WRI Report Says GMOs and Gene Editing Can Help Improve Crop Breeding to Boost Yields to Feed the World
A new report, Creating a Sustainable Food Future, published by the World
Resources Institute (WRI) suggests ways of feeding the planet's almost 10
billion people by 2050 when food demand is set to rise by over 50%, and
demand for animal-based food products (meat, dairy, and eggs) likely to grow
by almost 70%.
The report states that the world must boost food production on existing
agricultural land and that genetically modified organisms (GMOs) and gene
editing can help improve crop breeding to boost yields. According to the
report, there is no evidence that GMOs have directly harmed human health.

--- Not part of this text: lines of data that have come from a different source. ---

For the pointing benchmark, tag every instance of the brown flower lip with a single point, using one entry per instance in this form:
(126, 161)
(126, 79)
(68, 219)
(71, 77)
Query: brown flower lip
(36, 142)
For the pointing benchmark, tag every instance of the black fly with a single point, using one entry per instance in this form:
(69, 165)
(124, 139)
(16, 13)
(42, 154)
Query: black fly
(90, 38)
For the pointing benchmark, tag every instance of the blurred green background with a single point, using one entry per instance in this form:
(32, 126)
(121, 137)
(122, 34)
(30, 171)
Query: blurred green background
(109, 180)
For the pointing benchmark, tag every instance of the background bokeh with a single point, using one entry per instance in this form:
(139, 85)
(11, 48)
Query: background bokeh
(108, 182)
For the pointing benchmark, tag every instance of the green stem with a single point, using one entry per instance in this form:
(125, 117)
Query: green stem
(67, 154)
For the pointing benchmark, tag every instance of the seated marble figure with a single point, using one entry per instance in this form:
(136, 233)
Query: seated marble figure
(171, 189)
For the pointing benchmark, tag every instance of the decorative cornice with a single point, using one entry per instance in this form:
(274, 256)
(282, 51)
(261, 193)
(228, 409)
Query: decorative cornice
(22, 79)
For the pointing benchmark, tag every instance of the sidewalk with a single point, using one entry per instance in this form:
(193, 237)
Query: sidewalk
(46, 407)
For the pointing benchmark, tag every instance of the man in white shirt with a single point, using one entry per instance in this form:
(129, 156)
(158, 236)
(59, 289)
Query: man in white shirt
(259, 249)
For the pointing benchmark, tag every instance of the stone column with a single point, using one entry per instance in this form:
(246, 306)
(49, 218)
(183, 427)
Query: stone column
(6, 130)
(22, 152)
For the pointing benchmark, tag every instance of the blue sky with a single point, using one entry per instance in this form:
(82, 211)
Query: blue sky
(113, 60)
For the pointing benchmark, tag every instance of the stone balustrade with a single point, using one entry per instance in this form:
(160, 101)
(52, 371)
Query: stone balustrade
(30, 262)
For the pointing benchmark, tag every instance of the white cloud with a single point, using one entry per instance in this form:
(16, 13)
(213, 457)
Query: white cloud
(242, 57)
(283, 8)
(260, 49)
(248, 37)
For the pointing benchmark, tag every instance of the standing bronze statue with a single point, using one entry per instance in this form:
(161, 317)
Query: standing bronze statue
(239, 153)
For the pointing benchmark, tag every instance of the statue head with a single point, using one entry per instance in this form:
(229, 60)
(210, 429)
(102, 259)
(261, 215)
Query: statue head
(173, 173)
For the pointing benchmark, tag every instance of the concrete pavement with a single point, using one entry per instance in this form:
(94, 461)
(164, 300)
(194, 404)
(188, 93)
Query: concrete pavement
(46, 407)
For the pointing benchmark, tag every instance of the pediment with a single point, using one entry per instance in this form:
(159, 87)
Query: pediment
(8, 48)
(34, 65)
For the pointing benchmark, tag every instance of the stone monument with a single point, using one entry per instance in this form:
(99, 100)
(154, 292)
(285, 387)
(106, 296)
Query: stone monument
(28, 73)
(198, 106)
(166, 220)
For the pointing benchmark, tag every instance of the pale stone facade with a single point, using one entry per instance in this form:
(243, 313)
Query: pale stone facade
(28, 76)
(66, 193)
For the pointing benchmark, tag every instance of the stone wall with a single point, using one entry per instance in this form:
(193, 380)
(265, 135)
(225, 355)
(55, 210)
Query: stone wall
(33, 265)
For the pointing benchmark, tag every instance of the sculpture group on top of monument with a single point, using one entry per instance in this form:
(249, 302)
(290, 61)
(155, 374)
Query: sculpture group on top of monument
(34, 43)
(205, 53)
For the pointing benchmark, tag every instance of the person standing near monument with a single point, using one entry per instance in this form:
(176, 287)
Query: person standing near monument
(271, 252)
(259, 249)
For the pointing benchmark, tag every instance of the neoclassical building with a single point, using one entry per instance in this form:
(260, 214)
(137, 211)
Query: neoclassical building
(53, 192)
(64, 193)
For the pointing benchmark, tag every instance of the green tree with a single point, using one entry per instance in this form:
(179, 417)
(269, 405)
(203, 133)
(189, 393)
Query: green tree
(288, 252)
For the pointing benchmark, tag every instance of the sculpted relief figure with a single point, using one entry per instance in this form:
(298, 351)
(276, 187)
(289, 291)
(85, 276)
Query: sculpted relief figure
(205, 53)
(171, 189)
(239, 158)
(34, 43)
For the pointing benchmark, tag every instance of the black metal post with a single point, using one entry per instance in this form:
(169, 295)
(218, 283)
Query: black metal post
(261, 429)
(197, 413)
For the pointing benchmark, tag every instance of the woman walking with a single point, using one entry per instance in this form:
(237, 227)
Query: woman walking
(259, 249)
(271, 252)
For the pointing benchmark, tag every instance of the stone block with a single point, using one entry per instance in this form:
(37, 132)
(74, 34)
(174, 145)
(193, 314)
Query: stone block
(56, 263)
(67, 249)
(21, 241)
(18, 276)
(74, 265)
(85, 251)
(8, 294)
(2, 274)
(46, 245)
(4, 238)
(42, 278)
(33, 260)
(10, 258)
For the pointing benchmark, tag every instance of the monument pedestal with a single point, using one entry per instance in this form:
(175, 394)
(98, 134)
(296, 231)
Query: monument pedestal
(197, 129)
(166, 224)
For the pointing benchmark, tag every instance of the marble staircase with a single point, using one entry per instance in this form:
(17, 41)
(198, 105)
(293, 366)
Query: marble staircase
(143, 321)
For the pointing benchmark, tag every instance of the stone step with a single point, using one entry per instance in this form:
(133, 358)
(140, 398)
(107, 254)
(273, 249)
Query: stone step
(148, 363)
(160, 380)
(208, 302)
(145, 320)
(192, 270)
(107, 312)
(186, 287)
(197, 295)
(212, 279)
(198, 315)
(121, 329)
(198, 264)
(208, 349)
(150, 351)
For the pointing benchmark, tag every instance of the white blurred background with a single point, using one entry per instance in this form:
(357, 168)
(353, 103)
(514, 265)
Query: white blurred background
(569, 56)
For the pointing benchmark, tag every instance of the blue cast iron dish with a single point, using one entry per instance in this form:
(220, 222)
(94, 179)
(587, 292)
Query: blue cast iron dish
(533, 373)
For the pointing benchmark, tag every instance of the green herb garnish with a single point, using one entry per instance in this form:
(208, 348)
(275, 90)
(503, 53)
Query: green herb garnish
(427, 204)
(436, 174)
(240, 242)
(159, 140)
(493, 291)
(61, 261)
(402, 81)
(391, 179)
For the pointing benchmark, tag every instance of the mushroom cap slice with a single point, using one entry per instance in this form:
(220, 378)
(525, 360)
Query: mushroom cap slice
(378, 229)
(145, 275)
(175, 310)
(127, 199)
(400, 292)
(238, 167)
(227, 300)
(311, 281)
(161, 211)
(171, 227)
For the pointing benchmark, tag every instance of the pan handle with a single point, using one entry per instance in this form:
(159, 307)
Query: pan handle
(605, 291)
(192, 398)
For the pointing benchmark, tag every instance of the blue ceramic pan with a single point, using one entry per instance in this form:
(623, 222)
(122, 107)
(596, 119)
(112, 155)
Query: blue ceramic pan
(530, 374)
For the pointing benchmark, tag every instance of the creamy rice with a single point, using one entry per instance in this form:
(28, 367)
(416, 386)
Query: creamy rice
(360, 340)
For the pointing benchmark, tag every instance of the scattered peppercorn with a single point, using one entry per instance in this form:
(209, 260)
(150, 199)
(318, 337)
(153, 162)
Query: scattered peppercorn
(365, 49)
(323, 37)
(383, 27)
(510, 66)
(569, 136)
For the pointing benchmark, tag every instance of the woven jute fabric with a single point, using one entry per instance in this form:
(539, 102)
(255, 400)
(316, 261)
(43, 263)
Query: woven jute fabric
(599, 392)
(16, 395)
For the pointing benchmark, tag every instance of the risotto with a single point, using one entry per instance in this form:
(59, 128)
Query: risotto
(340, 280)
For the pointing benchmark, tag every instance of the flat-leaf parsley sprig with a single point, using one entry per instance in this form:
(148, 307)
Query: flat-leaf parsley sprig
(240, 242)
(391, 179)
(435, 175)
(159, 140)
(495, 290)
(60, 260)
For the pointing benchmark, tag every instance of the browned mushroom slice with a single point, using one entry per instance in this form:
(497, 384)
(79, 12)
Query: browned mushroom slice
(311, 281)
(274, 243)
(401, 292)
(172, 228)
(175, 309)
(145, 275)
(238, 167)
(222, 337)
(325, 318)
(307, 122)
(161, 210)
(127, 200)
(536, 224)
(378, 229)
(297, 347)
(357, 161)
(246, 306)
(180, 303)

The report says that there is no silver bullet in producing enough food
sustainably, but it offers a five-course menu of solutions to ensure feeding
everyone without increasing emissions, fueling deforestation, or
exacerbating poverty. WRI estimates that feeding the world sustainably while
reducing agricultural land use and greenhouse gas (GHG) emissions by 2050
will mean the whole world:
1. - reducing demand by cutting food loss and waste, eating less beef and
lamb, using crops for food and feed rather than biofuels, and reducing
population growth by achieving replacement fertility levels;
2. - increasing crop and livestock productivity to higher than historical
levels, but on the same land area;
3. - stopping deforestation, restoring peatlands and degraded land, and
linking yield gains to the protection of natural landscapes;
4. - improving aquaculture and managing wild fisheries more effectively;
5. - using innovative technologies and farming methods that lower
agricultural GHG emissions.
Creating a Sustainable Food Future has been produced by WRI in partnership
with the World Bank, UN Environment, UN Development Programme, and the
French agricultural research agencies CIRAD and INRA.